Président de la Commission européenne, Jean-Claude Juncker est l'invité de Gilles Bornstein sur le plateau des 4 Vérités de France 2 ce lundi 25 juillet.

France 2

L'UE a pris "beaucoup d'initiatives" pour renforcer la sécurité en Europe, mais Jean-Claude Juncker, le président de la Commission européenne, "attend une meilleure réponse des États membres en ce qui concerne l'échange d'informations entre services policiers et services de renseignement".

Il ne juge pas les États trop frileux, mais "ils ne sont pas encore habitués à la nécessité évidente qu'il y a à mieux échanger les informations", explique-t-il dans les 4 Vérités ce lundi matin.

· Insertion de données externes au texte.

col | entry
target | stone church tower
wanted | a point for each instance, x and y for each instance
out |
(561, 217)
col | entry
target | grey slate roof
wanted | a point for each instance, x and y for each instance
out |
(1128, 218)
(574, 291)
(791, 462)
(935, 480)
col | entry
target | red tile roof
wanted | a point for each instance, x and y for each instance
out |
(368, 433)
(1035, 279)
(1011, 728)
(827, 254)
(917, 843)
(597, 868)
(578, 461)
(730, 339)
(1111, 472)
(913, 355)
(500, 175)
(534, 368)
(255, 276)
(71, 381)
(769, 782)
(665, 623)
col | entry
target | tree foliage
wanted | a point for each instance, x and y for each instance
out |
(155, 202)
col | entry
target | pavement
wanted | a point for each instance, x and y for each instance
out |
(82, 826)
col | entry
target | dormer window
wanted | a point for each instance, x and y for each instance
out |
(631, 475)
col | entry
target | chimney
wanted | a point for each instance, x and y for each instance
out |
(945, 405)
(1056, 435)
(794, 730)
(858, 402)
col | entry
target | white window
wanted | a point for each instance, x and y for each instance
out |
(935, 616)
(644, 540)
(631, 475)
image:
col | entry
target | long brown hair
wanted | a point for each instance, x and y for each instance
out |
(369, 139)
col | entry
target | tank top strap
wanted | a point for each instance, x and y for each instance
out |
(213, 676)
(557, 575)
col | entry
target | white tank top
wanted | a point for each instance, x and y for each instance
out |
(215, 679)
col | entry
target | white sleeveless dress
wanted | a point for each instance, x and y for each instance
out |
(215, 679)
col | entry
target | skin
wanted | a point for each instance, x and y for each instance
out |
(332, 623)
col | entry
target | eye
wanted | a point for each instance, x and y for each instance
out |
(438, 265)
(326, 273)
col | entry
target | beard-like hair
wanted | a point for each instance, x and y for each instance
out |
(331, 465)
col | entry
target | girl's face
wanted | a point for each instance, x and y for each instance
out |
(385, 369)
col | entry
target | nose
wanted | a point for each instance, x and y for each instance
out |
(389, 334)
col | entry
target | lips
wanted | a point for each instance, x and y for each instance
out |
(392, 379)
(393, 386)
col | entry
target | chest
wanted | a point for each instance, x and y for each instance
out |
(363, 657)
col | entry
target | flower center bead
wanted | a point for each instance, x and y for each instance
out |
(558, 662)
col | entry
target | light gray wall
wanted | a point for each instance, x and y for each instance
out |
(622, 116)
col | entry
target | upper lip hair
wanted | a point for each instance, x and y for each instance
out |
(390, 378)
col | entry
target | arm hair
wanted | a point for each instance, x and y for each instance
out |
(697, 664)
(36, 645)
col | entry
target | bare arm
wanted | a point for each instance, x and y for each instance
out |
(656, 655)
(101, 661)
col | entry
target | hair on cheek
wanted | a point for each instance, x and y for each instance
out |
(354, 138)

La crise des migrants et la vague d'attentats terroristes ne remettront pas en cause la libre circulation des personnes à l'intérieur de l'UE. "C'est une des quatre libertés fondamentales du traité fondateur de Rome. C'est un principe intangible", selon lui.

Clinton préférée à Trump

Concernant la mise en oeuvre du Brexit, Jean-Claude Juncker aurait voulu que le Royaume-Uni présente "sa lettre de démission le plus rapidement possible. Or, le gouvernement britannique a besoin de plusieurs mois".

"La Turquie n'est pas en situation de pouvoir adhérer à l'UE à court et moyen terme. Si la Turquie réintroduit la peine de mort, les négociations s'arrêteraient immédiatement", tranche-t-il.

Le président de la Commission européenne se considère illégitime pour "interférer dans le débat démocratique républicain, même s'il avoue préférer Hillary Clinton à Donald Trump" pour la Maison-Blanche.